Inmates with sensorial disabilities, hearing or visual impairments, are becoming more common in corrections, and, as with the test case for double celling, Woodbourne again has been the choice to meet DOCS' need. In 1994, medium eligible inmates with such disabilities were transferred from Eastern Correctional. Currently, about 5% of Woodbourne's population have either visual or hearing impairments. Three vocational rehabilitation counselors work with them in a resource program designed to help disabled inmates mainstream into the facility's programs and reintegrate into society.

Because of its security, Woodbourne has also been called upon to house high profile inmates. In 1982, four people murdered a Brinks security guard during an armored car robbery in Rockland County. The suspects, two men and two women members of the radical Weathermen, were deemed too dangerous to house in any county jail, where the possibility of their escape with outside help loomed.

Woodbourne was selected to house them in the eight months of their trial because the facility has a Special Housing Unit with cells suitable to house both men and women out of sight of one another, it would be very difficult to break them out of, and it was reasonably close to the Rockland County site of the trial.

Security in and around the facility was so tight that one local resident who was rowing down the Neversink River found himself surrounded by armed DOCS, FBI, and Rockland County Sheriff personnel suspicious that he might be planning to free the prisoners. All three agencies worked together until, after the conviction of all four suspects, they were moved from Woodbourne to maximum security prisons on September 22, 1982.
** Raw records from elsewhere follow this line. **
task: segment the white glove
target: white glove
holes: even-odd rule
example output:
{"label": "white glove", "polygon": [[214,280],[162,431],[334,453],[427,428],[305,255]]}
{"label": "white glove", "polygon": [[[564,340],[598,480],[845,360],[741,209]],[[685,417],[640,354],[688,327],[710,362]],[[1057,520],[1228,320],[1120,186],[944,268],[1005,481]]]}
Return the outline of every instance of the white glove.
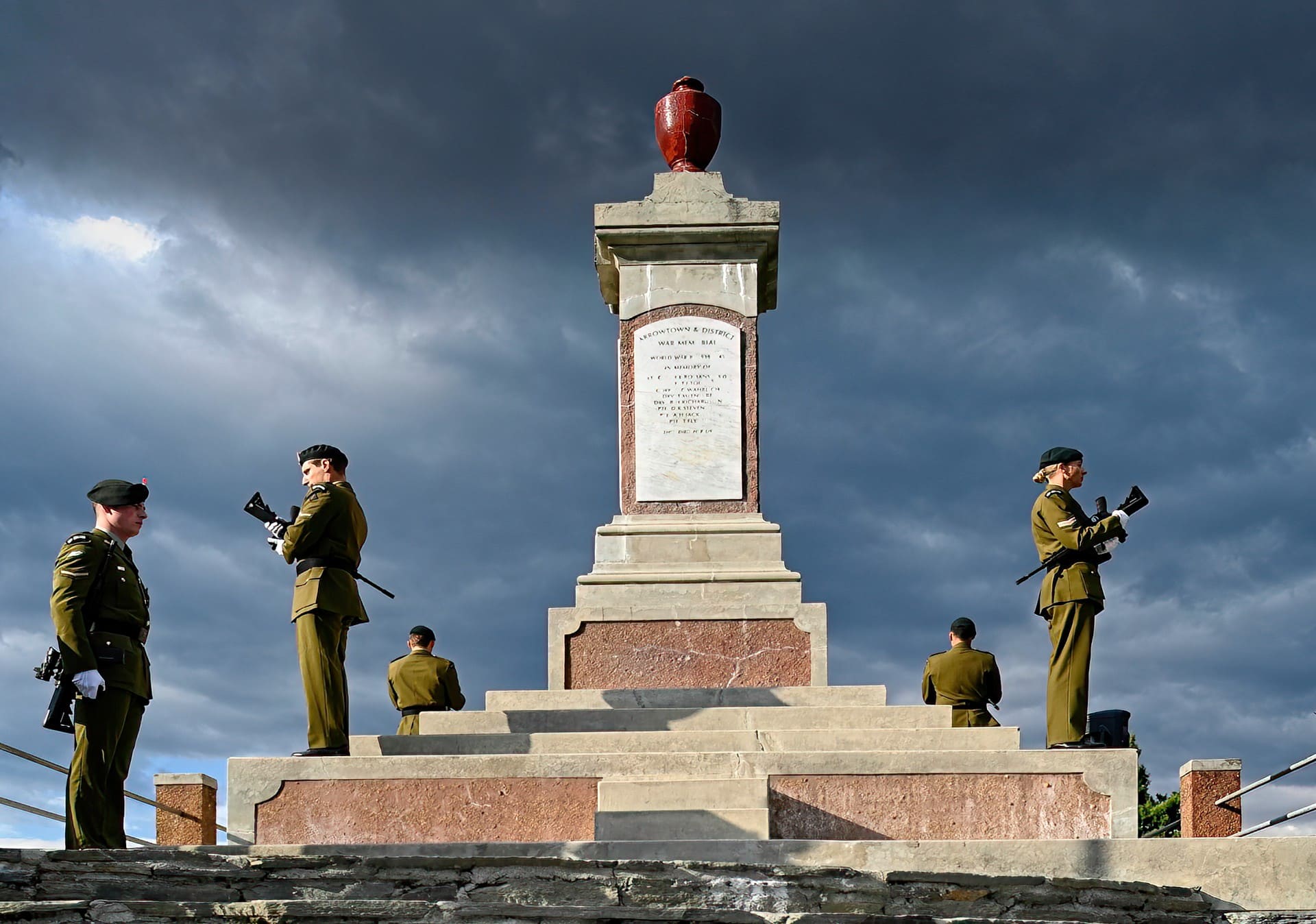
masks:
{"label": "white glove", "polygon": [[95,667],[74,674],[74,687],[87,699],[96,699],[96,694],[103,686],[105,686],[105,678]]}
Woodbourne also houses the man considered New York's most dangerous inmate, Willie Bosket, whose life and family history have been chronicled by Pulitzer Prize winner Fox Butterfield in his book All God's Children. Bosket has been incarcerated here since 1988 in a special cell made from three of the cells used to house the Brinks suspects. He is not permitted outside the three-cell complex, one living-sleeping, one showering, one visiting, except for one hour of solitary recreation in the heavily monitored SHU recreation area. His actions are monitored twenty-four hours a day and recorded on videotape.
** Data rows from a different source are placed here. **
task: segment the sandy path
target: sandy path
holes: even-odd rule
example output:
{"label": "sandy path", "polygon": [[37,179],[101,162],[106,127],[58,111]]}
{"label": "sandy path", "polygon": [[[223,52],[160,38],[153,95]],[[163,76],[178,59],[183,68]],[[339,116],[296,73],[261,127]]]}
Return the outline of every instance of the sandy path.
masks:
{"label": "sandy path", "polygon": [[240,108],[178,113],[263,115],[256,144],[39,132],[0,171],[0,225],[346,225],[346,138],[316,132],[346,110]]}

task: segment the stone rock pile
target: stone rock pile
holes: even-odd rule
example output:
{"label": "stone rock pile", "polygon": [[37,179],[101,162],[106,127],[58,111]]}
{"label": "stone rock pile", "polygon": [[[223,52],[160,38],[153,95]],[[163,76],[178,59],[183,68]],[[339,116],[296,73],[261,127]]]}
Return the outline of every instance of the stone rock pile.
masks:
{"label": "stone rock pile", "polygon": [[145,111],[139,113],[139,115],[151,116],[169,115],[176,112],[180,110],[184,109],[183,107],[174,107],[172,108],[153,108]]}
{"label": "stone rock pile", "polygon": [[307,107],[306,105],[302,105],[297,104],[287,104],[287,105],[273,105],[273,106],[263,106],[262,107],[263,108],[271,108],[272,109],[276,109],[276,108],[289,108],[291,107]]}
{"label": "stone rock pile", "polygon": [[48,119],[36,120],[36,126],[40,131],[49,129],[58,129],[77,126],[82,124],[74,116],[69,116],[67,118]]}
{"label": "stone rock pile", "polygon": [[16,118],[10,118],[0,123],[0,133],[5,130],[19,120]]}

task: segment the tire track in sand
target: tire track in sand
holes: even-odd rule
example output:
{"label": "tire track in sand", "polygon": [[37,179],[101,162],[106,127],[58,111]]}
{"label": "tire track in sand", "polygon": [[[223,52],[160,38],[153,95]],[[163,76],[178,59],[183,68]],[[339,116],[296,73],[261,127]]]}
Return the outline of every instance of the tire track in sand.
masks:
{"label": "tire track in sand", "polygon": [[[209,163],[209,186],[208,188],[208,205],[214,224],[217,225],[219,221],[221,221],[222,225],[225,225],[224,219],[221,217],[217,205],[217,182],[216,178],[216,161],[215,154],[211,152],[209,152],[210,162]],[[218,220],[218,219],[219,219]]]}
Although the sentence for his original crime in 1984 would have seen Bosket serving a sentence of 31/2--7 years, his convictions for assaults against staff and other inmates since his incarceration, including the 1988 attempted murder of Correctional Officer Earl Porter at Shawangunk Correctional Facility, will keep Bosket in Special Housing until at least 2046 and in prison until at least 2062.
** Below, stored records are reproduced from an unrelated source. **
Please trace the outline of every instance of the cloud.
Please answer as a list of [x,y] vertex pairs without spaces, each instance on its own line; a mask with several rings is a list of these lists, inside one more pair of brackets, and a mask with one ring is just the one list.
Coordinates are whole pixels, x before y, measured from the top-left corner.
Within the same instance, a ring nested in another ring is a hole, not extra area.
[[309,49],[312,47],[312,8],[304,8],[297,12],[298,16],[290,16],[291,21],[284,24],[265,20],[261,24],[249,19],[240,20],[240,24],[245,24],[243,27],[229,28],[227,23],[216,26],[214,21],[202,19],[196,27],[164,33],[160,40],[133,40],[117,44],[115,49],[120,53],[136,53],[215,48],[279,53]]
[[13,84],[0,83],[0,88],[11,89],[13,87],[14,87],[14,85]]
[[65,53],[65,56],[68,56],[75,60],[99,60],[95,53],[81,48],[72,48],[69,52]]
Today Woodbourne houses 981 inmates in 500 cells, 56 of which are double bunked, and 402 in six dormitories. The dormitories, too, have double bunks in each of the first five cubicles. The balance of the beds are in the 14 cell Special Housing Disciplinary Unit and 9 bed infirmary. The Governor's 1999-2000 recommended budget combines Woodbourne's infirmary with Sullivan Correctional's, so those beds could possibly be eliminated from our total housing capacity.